In 1865, Panagiotis Efstratiadis, the Ephor General in charge of the Greek Archaeological Service, (Note: Efstratiadis had been appointed to the office in 1864, following the death of Kyriakos Pittakis.) wrote in his diary of the size and richness of Rhousopoulos's antiquities collection, marking the first time that Rhousopoulos's activities had come to official attention. Rhousopoulos sold the aryballos to the British Museum for 1,000 drachmae in 1865, (Note: By way of comparison, Rhousopoulos earned 350 drachmae a month from his professorship at Athens in 1859.) via Charles Merlin, a British banker and diplomat resident in Athens who often acted as an intermediary for antiquities purchases. Charles Newton, the museum's Keeper of Greek and Roman Antiquities, had previously selected the object for purchase, and subsequently received it from Merlin. Rhousopoulos made the sale without securing the required permission from the state committee, but defended himself in the newspaper Elpis on , arguing that the aryballos was "of no artistic value, the size of an apple, only valued for 25 drachmae". Efstratiadis, meanwhile, denounced Rhousopoulos as a "university professor; antiquities looter".

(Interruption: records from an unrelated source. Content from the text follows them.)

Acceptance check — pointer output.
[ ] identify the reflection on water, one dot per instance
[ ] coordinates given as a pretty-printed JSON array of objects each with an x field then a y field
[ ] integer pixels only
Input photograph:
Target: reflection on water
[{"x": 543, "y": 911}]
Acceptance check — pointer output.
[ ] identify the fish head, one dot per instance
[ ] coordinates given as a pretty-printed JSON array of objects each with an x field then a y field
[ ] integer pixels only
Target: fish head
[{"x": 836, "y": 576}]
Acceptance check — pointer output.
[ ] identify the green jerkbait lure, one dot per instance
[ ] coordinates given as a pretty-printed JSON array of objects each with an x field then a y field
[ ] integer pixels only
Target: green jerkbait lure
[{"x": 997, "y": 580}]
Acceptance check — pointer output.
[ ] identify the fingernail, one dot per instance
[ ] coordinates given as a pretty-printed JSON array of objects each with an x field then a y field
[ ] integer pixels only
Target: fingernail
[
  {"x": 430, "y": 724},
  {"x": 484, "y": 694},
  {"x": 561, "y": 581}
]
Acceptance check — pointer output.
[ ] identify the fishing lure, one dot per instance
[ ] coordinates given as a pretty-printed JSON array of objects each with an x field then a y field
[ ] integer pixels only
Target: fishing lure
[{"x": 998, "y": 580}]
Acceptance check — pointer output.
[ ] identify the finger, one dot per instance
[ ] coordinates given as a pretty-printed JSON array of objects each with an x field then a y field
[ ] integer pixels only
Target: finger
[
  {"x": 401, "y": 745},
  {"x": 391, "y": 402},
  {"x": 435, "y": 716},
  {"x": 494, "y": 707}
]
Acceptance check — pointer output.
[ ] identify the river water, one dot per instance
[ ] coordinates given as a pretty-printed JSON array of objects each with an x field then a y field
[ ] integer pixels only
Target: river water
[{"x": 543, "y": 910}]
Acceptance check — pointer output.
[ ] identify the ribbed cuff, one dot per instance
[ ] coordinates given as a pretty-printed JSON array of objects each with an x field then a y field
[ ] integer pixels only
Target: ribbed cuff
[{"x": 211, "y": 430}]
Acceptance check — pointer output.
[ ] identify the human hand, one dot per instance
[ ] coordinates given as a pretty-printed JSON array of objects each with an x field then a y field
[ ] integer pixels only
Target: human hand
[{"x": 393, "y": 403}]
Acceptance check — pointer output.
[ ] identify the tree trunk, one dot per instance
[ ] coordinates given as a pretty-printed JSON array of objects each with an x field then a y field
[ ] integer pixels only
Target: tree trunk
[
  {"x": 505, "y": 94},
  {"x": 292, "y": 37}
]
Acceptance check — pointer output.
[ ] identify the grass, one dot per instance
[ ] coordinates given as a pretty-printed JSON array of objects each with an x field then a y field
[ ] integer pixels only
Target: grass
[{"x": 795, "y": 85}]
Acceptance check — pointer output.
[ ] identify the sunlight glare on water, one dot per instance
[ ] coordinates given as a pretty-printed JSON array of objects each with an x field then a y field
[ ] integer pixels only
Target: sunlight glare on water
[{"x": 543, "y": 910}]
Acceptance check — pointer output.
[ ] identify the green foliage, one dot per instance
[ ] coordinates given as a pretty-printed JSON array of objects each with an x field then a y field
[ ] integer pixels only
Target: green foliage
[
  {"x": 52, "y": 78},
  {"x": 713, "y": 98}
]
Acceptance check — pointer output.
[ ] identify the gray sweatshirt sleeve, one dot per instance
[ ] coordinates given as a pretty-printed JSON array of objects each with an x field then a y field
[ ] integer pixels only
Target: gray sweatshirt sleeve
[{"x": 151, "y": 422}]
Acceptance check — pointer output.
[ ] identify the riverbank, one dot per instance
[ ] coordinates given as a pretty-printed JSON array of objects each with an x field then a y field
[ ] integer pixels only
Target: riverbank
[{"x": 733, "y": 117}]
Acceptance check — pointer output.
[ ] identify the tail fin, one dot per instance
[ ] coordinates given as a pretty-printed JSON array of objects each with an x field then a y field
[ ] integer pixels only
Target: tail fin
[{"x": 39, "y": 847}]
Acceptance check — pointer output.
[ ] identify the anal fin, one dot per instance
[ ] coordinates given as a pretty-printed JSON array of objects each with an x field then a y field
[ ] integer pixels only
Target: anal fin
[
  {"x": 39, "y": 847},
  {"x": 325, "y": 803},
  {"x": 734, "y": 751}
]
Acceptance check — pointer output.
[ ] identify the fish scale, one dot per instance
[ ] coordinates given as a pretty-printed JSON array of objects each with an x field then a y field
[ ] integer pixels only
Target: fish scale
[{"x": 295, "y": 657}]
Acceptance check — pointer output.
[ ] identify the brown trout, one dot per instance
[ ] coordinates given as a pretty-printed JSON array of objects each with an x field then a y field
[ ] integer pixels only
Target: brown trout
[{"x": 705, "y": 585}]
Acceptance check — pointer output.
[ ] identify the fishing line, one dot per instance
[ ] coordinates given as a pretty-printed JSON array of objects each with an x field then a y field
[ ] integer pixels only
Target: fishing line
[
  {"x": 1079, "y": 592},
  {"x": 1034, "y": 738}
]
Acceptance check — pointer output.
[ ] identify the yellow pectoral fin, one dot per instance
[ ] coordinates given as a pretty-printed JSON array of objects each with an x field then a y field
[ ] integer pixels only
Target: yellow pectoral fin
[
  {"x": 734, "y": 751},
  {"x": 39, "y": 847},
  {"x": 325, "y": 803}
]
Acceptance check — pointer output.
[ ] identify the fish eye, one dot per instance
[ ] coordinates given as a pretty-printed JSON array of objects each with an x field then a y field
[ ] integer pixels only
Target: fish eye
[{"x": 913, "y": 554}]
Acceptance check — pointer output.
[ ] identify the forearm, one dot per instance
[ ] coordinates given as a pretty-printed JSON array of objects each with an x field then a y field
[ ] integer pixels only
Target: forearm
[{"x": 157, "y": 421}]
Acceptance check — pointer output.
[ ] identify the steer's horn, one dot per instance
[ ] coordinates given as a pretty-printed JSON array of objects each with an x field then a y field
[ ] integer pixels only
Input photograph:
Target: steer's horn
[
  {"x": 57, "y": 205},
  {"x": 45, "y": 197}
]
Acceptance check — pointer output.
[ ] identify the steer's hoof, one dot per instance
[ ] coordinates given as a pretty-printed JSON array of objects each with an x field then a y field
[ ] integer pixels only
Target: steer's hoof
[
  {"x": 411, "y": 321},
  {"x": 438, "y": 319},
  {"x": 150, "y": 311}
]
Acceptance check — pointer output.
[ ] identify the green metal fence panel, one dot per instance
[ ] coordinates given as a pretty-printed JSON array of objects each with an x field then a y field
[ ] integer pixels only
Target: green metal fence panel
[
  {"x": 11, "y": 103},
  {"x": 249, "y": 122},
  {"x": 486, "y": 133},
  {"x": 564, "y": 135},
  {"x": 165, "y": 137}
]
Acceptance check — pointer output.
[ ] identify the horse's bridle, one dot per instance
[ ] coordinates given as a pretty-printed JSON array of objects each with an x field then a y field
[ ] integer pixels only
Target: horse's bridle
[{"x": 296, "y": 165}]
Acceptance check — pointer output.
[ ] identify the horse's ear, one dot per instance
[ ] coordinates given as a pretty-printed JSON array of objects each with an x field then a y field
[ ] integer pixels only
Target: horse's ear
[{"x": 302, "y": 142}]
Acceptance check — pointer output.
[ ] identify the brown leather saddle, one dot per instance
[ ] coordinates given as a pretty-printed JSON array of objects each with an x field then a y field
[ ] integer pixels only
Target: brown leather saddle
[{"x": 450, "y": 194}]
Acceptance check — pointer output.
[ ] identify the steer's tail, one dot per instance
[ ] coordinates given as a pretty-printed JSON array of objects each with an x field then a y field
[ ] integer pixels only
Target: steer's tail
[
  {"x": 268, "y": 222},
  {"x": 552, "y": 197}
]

Efstratiadis's ability to respond to Rhousopoulos's breach of the law was limited: the state had few financial, human or legal resources to address the illegal excavation and trade of antiquities, and his superiors in government had little political will to do so. He also needed to maintain good relations with Athens's art dealers, who undertook more excavations in this period than either the Greek Archaeological Service or the closely aligned Archaeological Society of Athens, and usually offered to sell the artefacts they uncovered to the state. Furthermore, Rhousopoulos was periodically a member of the appraising committee of three, and often acted as a consultant to it, further limiting Efstratiadis's ability to use the state's archaeological apparatus against him.

Rhousopoulos was fined 1,000 drachmae (the same amount for which he had sold the aryballos) later in 1867 for exporting antiquities without the Ephor General's permission. His actions were condemned by the Minister for Education and Religious Affairs, who oversaw the Archaeological Service, and by the Archaeological Society of Athens, which expelled him at some point in the 1870s. Rhousopoulos subsequently endeavoured to keep his antiquities dealing outside the knowledge and scrutiny of the state. Writing for the Center for Hellenic Studies in 2012, Galanakis called the case over the aryballos "a milestone in the trafficking of Greek antiquities", in that it represented a rare successful prosecution for the unauthorised export of an ancient artefact under the 1834 law.